The district court’s conclusions in Philadelphia Newspapers appear to have been predicated on two important distinguishing factors: (1) the bankruptcy court’s denial of the debtors’ application for special counsel and (2) the impact that appointment of counsel would have had on the development of a Chapter 11 reorganization plan subject to an imminent deadline. These two factors, taken together, meant that absent review of the bankruptcy court’s order, the debtors would lose the advice of their chosen counsel, and, because of the deadline for filing a reorganization plan, the issue could not be revisited at a later time.
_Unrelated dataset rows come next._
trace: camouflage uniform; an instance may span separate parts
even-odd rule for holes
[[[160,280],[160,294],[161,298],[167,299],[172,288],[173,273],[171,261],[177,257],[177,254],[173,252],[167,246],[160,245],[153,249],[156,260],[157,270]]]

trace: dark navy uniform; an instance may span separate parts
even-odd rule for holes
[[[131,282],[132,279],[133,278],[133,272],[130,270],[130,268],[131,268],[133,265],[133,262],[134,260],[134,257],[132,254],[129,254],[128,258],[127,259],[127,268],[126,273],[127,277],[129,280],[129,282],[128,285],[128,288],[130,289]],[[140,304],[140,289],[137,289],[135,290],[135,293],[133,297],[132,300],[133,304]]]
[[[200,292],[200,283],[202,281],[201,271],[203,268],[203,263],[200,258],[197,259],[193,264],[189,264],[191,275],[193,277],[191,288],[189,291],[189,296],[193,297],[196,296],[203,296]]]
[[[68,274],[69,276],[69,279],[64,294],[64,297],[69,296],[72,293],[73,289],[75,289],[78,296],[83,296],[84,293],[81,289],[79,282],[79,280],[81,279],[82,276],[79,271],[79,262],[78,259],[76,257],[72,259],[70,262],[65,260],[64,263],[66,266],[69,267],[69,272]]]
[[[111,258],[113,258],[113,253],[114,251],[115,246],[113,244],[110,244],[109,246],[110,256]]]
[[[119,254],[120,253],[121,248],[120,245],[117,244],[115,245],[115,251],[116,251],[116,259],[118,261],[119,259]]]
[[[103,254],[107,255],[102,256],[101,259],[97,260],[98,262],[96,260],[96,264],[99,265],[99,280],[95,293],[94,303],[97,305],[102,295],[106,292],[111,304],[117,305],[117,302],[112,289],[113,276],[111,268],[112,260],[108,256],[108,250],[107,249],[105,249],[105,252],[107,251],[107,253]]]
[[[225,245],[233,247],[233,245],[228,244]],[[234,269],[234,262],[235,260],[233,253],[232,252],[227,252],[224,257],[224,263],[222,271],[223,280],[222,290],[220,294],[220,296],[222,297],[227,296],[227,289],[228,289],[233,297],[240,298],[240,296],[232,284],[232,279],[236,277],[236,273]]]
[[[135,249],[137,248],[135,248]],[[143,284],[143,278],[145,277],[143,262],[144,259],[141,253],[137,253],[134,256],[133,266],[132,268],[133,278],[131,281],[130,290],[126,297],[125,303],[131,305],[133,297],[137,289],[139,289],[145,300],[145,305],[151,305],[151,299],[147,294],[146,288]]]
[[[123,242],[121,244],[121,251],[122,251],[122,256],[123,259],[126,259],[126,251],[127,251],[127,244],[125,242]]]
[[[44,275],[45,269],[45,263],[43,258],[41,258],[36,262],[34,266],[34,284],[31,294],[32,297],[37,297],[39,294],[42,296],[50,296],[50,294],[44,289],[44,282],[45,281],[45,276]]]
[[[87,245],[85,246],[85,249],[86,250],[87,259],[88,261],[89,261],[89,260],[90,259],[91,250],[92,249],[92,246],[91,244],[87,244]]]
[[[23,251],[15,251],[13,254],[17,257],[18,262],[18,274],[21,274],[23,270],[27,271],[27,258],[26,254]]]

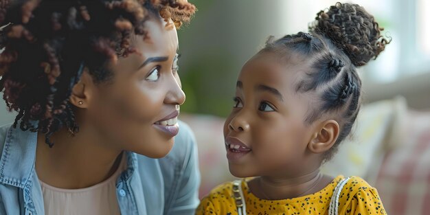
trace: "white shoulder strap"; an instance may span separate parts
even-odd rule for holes
[[[342,192],[343,186],[345,186],[349,179],[350,178],[348,177],[341,180],[335,188],[332,199],[330,201],[328,215],[337,215],[339,214],[339,197]]]
[[[243,197],[240,180],[233,181],[233,194],[236,200],[236,206],[238,207],[238,214],[239,215],[247,215],[247,205]]]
See Id . at 600. To the extent the deadline in Philadelphia Newspapers influenced the judicial economy, or any other factor in that case, such a concern is not present here for three reasons: (1) there is no comparable deadline implicated by the bankruptcy court Order in this case; (2) the bankruptcy court did not deny the Trustee his choice of counsel; and (3) the conflict determination regarding Haviland Hughes is preliminary and subject to further bankruptcy court approval of a fee application. These distinguishing factors, among others, make this case much different than the situation presented in Philadelphia Newspapers.[12]
Having concluded the Order is not final, the Court must next address whether to exercise its discretion to hear an interlocutory appeal.[13] Although § 158(a)(3) permits appeals of interlocutory bankruptcy court orders “with leave of the court, ” neither the statute nor the bankruptcy rules governing such appeals specify the criteria a district court should use to determine whether to grant leave to appeal. In the absence of any statutory criteria, courts in this district have applied the standard in 28 U.S.C. § 1292(b), which governs interlocutory appeals from the district courts to the courts of appeal, and have permitted appeals from interlocutory bankruptcy court orders when (1) a controlling question of law is involved; (2) there are substantial grounds for a difference of opinion as to the question of law; and (3) an immediate appeal would materially advance the termination of the litigation. E.g., In re Phila. Newspapers, LLC, 418 B.R. 548, 556-57 (E.D. Pa. 2009), aff'd, 599 F.3d 298 (3d Cir. 2010); In re Sandenhill, Inc., 304 B.R. 692, 693-94 (E.D. Pa. 2004); In re Neshaminy Office Bldg. Assocs., 81 B.R. 301, 302 (E.D. Pa. 1987). “The party seeking leave to appeal has the burden to establish all three criteria, ” Patrick v. Dell Fin. Servs., 366 B.R. 378, 385 (M.D. Pa. 2007), and entertaining an appeal from an interlocutory order is only appropriate when the party seeking appellate review “establishes [that] exceptional circumstances justify a departure from the basic policy of postponing review until after the entry of final judgment.” In re Del. & Hudson Ry. Co., 96 B.R. 469, 472-73 (D. Del. 1989), aff’d, 884 F.2d 1383 (3d Cir. 1989).
Immediate appeal from the Order will not materially advance the ultimate termination of this litigation. As discussed above, the issues presented in this appeal could be mooted by a later decision of the bankruptcy court, and fact-finding with respect to the conduct associated with the Contract Action has not yet begun. Further, the Debtor has not established the existence of any exceptional circumstances that would warrant discretionary review. Accordingly, this appeal will be dismissed.